ADVISORY COMMITTEE ON PROFESSIONAL ETHICS

Appointed by the New Jersey Supreme Court

OPINION 87

Division of Fees
Deceased Forwarder

    An inquiry has been made by an attorney who specializes in matrimonial litigation wherein he alleges that he was retained to represent a husband in an action instituted against him by his wife in a County Domestic Relations Court. This client was referred to him by an attorney in a neighboring community. The inquiring attorney states that he received a fee from the client and paid the forwarding attorney the amount to which he was entitled therefrom.
Subsequently, and sometime after the client was originally referred to the inquiring attorney, the forwarding attorney died. After his death, the inquirer received additional fees in connection with the Domestic Relations Court proceeding and, subsequent thereto, the wife instituted an action in the Superior Court of New Jersey and, once again, the inquiring attorney received some fees. He goes on to say that in another related matter, he received additional fees for the preparation of a property settlement agreement. No division of fees or any forwarding fees were ever paid to the forwarding attorney or his estate, except as indicated in this inquiry. Now a request is being made by the representatives of the estate of the forwarding attorney, asking for forwarding fees with respect to the Superior Court suit, and the question that presents itself is whether by virtue of the death of the forwarder and, obviously, his non-participation in the services rendered, his estate is entitled to any part of these fees received by the attorney of record.
    Canons of Professional Ethics, Canon 34 provides, "no division of fees for legal services is proper except with another lawyer, based upon a division of service or responsibility." We, therefore, at the outset must bear in mind that if any division of fees would be proper under any circumstances, it obviously must be based upon a division of service or responsibility. We must presume that the payment to the forwarding attorney met this test. Obviously, the representatives of the forwarding attorney's estate could neither have performed services nor shared responsibility.
    In New Jersey Advisory Committee on Professional Ethics, Opinion 74, 88 N.J.L.J. 357 (1965), concerning office associates, this Committee held in effect that each attorney upon an occasion will refer work on the usual profit-sharing basis recognized by forwarding attorneys. Presumably, this is based on a division of service and responsibility in accordance with the provisions of Canons of Professional Ethics, Canon 34 (Division of Fees). Thus, on referral work, each attorney in the situation described in this inquiry, is working on the same case and is an "office associate."
    In our Opinion 80, 88 N.J.L.J. 460 (1965), we outlined the applicable principle as enunciated in Drinker, Legal Ethics 189 (1953), to the effect that, "a lawyer's clients are not merchandise." We there held that a sale of a law practice was violative of Canon 34.
    Drinker, Legal Ethics (1953) states in specific language the general rule with instructions to lawyers as to what the practice should be. It is stated in such basic language that we find it desirable to state it here as it appears at page 186 therein:
            Canon 34 further provides that the division of fees for legal services between lawyers must be based exclusively on "a division of service or responsibility.”
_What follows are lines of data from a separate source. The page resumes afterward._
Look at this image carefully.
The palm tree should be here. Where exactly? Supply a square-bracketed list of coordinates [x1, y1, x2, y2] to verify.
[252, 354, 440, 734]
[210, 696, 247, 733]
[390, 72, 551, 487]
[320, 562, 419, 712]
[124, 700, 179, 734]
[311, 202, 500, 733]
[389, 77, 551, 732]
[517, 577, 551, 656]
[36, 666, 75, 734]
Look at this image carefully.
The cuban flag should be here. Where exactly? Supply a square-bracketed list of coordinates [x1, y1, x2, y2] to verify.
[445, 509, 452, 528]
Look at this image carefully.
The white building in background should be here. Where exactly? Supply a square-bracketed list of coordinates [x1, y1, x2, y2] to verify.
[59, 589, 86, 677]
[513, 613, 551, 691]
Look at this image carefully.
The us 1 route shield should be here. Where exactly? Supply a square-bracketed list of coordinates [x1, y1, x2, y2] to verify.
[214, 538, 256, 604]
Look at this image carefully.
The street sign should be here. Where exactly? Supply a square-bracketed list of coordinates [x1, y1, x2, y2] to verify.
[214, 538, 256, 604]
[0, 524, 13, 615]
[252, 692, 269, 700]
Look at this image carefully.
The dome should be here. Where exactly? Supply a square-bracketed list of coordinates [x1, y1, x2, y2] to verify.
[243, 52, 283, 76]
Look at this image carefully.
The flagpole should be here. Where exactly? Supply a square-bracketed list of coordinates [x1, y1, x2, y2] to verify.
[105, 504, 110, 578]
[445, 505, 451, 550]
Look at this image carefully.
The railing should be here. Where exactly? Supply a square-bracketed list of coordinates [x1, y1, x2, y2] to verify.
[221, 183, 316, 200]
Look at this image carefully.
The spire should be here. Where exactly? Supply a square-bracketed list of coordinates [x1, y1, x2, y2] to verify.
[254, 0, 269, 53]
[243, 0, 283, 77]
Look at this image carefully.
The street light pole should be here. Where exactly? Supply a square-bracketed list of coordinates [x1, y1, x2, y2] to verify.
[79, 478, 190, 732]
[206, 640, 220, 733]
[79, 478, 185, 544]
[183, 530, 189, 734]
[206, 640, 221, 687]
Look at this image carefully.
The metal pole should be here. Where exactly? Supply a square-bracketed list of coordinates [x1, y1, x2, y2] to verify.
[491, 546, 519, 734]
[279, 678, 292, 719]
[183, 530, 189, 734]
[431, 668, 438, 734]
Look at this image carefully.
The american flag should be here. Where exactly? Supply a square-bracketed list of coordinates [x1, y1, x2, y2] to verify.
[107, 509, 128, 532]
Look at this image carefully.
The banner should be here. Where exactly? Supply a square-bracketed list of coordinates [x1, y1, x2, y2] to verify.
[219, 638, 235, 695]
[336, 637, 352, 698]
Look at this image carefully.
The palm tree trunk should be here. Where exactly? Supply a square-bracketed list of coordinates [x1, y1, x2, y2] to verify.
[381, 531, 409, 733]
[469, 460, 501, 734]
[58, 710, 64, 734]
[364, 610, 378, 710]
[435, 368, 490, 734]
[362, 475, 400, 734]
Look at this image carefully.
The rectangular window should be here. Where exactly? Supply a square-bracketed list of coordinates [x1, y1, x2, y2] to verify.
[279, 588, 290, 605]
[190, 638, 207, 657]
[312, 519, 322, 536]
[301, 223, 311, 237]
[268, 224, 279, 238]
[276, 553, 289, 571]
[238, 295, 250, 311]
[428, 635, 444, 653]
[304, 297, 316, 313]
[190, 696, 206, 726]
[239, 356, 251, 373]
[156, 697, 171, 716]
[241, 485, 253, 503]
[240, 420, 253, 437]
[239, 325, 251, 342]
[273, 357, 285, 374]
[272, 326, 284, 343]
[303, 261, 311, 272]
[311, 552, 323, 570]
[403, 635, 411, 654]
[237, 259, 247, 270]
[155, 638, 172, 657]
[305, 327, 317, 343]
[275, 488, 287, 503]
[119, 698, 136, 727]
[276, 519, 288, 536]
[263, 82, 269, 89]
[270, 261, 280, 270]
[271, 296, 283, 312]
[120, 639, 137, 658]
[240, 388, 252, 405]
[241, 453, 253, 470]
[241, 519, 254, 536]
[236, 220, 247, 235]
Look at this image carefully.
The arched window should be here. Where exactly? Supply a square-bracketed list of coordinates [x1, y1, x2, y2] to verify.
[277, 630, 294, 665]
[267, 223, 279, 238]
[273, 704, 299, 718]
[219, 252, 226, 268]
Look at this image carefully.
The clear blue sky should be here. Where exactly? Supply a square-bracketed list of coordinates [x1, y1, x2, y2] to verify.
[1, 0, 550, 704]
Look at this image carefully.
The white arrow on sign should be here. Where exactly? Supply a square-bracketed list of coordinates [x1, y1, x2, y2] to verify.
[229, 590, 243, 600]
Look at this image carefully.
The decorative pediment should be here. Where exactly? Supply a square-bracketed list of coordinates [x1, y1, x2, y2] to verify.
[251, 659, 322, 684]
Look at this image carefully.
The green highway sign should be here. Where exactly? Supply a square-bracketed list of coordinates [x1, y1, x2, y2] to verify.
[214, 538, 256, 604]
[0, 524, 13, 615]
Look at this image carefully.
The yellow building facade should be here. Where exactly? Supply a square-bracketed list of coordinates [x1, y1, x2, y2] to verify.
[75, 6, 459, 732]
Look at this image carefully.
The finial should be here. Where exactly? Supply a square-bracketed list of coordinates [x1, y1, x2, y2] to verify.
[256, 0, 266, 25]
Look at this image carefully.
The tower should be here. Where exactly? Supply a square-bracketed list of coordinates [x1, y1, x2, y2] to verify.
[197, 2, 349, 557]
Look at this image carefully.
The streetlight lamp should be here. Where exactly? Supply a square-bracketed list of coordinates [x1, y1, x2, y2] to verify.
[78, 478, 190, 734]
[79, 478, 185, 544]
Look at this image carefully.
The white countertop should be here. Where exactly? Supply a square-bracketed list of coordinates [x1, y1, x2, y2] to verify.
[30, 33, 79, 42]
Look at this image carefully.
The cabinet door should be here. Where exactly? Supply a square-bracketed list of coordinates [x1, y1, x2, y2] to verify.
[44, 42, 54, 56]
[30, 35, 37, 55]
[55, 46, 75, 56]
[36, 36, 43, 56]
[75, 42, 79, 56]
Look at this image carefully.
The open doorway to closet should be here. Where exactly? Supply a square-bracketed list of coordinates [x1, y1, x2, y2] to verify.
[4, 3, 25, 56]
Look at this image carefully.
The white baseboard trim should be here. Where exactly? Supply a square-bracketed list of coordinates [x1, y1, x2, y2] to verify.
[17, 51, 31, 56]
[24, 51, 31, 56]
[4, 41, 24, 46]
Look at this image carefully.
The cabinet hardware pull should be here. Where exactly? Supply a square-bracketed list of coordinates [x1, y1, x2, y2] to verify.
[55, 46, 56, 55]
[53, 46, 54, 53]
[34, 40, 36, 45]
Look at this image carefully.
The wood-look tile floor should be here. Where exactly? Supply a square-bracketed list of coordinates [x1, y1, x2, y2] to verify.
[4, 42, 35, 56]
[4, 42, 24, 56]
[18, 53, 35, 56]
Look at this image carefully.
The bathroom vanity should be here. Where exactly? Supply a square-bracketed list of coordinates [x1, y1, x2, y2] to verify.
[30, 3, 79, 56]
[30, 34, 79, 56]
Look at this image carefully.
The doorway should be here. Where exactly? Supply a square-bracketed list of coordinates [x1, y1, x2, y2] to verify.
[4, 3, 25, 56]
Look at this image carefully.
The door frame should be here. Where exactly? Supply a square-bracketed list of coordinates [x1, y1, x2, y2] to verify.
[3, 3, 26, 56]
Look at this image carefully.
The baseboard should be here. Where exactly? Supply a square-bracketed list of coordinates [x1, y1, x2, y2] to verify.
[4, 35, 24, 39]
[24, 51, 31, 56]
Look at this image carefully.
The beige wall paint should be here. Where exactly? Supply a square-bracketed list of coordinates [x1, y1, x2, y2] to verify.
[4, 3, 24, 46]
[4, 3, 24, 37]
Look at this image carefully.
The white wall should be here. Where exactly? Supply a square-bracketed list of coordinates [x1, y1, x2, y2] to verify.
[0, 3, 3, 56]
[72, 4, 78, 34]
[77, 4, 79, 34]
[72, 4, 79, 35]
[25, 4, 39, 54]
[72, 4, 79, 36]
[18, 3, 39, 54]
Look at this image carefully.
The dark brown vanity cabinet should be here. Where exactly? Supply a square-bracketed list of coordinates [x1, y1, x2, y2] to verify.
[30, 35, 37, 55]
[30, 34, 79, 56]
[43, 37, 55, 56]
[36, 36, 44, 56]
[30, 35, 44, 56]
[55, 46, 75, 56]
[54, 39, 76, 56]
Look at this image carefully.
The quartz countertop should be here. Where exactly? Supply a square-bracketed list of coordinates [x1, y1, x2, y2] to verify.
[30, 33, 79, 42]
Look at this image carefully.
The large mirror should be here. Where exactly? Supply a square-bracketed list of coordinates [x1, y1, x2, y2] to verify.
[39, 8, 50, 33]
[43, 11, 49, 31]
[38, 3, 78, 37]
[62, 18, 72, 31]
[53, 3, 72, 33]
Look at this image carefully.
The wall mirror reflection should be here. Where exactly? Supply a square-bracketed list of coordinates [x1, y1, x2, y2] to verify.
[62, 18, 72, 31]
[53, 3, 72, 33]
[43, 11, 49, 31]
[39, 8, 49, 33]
            There was long at the bar a practice or custom whereby, when a lawyer, with authority from his client, forwarded a case to another lawyer for attention in the latter's jurisdiction, or merely recommended one, the forwarding lawyer was allowed one-third of the fee earned by his correspondent. This was in the nature of a “Finder's Fee”, and was payable irrespective of any real service performed or responsibility assumed by the forwarding lawyer.

            It was obviously the purpose of Canon 34 to condemn this, and such purpose should not be frustrated by construing the necessity of "responsibility" as being satisfied by the bare recommendation. The service and responsibility must, to be effective, relate to the handling of the case.

            Accordingly, it has been repeatedly held by the Committees that no right to a division arises from the mere recommendation.

At page 187, Drinker goes on to say:

            A lawyer who forwarded a claim to another lawyer has no right whatever to share in the fee obtained by the forwardee from the client in another later independent case which the client sent direct to the forwardee.

            There is no "usual" basis for division, nor will the Committee undertake to fix the proportions in which fees should be shared, each case depending on its own peculiar facts.



    It is the opinion of this Committee that under the circumstances as outlined in the inquiry, no forwarding fees should be paid to the estate of the forwarder except for that service which was rendered by the decedent in the pending litigation prior to his death, if in fact his entire share had not been fully paid prior to his death.